James Anderson is excited about the prospect of playing Test cricket for England this summer, even if the lack of atmosphere might make it seem more like the County Championship.
England players will return to individual training from next week having been given a reassurance that the safety protocols taken should make the sessions less risky than a trip to the supermarket.
Bowlers will be the first to start training, with sessions expected to begin from Wednesday, and the England and Wales Cricket Board hopes to be able to host a Test series against the West Indies behind closed doors this summer.
England’s all-time leading wicket-taker Anderson is confident the ECB will ensure the safety protocols are followed which could give him the chance to add to his haul of 584 Test scalps in July.
“It’s exciting in a way we’re actually talking about the possibility of playing cricket this summer,” Anderson said in an Instagram Live with Stuart Broad on the England Cricket account.
“There are concerns but there’s no way we will play without those concerns being talked about.
“I think as long as everything is place with safety concerns then I’ll be pretty comfortable playing.
Outdoor where possible
Social distancing to be maintained with coaches
Temperature checks at start of session
Physios to wear PPE for any treatment
“We’ve been a part of the England set up for a long time now.

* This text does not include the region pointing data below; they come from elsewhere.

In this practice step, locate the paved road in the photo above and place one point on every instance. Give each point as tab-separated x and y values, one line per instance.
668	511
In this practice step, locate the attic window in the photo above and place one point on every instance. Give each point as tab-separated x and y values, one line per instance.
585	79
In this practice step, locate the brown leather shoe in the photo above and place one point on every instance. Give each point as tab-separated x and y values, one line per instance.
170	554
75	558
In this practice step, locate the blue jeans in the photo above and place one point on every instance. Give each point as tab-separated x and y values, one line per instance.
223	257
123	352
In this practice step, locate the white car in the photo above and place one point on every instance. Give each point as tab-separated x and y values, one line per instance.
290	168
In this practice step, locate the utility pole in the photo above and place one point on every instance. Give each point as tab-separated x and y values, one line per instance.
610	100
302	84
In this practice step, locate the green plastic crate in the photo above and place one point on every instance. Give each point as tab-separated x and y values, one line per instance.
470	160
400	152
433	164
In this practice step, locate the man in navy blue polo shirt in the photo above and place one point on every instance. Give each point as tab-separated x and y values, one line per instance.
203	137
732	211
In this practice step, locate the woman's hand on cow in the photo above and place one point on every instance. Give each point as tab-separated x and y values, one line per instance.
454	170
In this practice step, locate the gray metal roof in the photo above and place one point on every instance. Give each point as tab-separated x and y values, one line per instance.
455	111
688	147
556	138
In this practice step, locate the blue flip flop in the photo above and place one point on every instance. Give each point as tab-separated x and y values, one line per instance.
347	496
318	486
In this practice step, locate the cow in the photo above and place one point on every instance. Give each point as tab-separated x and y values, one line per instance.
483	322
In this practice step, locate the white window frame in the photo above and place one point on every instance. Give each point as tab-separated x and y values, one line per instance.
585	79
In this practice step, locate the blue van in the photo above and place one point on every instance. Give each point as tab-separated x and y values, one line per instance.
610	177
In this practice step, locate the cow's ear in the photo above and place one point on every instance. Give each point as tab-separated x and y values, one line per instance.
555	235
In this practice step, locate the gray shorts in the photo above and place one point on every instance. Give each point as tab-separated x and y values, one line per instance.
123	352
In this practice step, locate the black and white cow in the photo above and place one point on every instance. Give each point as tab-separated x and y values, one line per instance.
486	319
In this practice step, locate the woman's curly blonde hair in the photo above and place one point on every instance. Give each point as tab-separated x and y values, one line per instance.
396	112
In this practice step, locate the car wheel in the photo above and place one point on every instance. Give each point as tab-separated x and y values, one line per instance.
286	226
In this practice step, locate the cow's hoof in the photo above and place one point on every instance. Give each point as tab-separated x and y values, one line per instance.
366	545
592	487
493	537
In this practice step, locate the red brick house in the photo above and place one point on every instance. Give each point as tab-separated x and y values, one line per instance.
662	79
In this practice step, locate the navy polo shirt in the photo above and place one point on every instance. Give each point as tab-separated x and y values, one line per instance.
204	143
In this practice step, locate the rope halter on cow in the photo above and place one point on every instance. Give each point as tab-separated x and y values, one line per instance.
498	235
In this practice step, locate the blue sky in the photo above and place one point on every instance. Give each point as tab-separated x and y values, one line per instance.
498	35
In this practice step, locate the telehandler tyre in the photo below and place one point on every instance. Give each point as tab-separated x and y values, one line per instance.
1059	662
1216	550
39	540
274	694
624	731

We’ve got some great people working on every possibility and outcome from this summer and going forwards.
“As long as everything is ironed out then I’ll be quite excited about playing.”

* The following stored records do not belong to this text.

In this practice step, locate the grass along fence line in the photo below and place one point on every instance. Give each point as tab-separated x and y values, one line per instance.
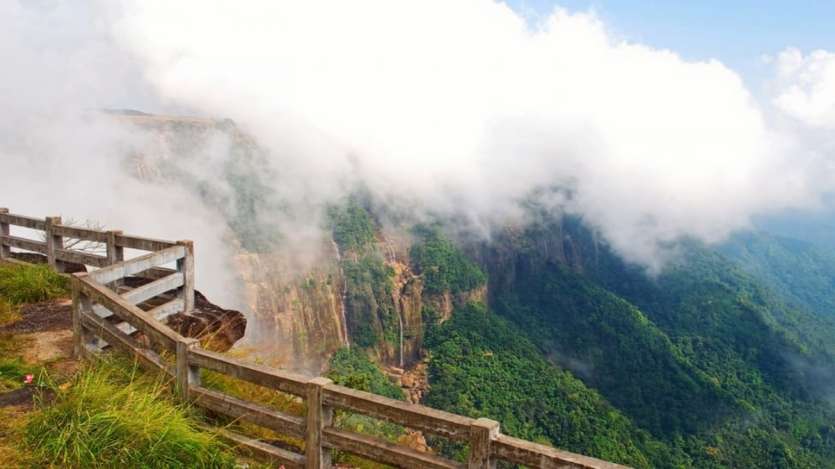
106	315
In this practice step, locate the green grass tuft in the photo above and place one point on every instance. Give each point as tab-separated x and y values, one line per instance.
31	283
112	415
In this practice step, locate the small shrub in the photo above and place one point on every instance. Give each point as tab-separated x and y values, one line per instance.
12	372
113	416
352	368
8	313
30	284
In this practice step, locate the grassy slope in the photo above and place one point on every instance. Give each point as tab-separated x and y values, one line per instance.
109	414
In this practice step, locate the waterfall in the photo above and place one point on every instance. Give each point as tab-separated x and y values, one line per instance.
343	296
400	318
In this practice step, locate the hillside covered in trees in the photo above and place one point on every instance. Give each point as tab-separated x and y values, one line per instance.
724	359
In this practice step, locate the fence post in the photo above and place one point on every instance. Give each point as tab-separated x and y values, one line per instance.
5	251
53	242
187	375
114	253
482	433
186	267
319	416
80	304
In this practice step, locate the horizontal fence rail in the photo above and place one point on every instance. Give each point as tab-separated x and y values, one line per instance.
106	315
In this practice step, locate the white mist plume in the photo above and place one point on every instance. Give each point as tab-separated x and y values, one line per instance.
464	107
60	156
454	107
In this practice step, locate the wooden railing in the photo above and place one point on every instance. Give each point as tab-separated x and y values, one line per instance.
107	315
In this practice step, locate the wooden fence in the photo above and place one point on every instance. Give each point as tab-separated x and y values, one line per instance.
107	314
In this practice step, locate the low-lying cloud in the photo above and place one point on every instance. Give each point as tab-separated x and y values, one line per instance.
460	108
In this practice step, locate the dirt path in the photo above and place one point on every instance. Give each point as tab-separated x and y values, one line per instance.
41	337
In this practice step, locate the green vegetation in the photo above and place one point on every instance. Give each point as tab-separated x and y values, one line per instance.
443	266
30	284
353	227
801	272
352	368
707	360
372	317
112	415
482	365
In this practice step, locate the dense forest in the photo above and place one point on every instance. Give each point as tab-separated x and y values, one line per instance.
722	360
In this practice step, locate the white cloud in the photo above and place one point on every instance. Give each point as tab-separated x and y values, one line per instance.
463	107
806	86
458	107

Should the Test series go ahead it will be without crowds, leaving the players with a different problem to overcome but one that they will be used to in the county game.
Anderson said: “It’s quite easy to play in front of a big crowd because of the intensity, you have to be on top of your game. If there’s no people there you have to try and find your own energy and intensity from somewhere.
“To be honest it will be pretty similar to county cricket!”
Anderson and Broad should be among those returning to action next week, but the lockdown in the country will have left them and their fellow bowlers a little rusty.
Broad said: “It’s going to take us eight or nine bowling sessions I reckon for us to feel like our bodies are ready to get going.”
Anderson added: “Yeah it’s hard. As much as you can bowl in your garden or with a tennis ball or whatever, nothing replicates practice or (being) out in the middle so we’ve got to give ourselves time to get back into it.
“And I think the other thing is not to get frustrated again because it’s been so long since we bowled. If a few balls go where you don’t want them, you’ve just got to bide your time while you get back into it.”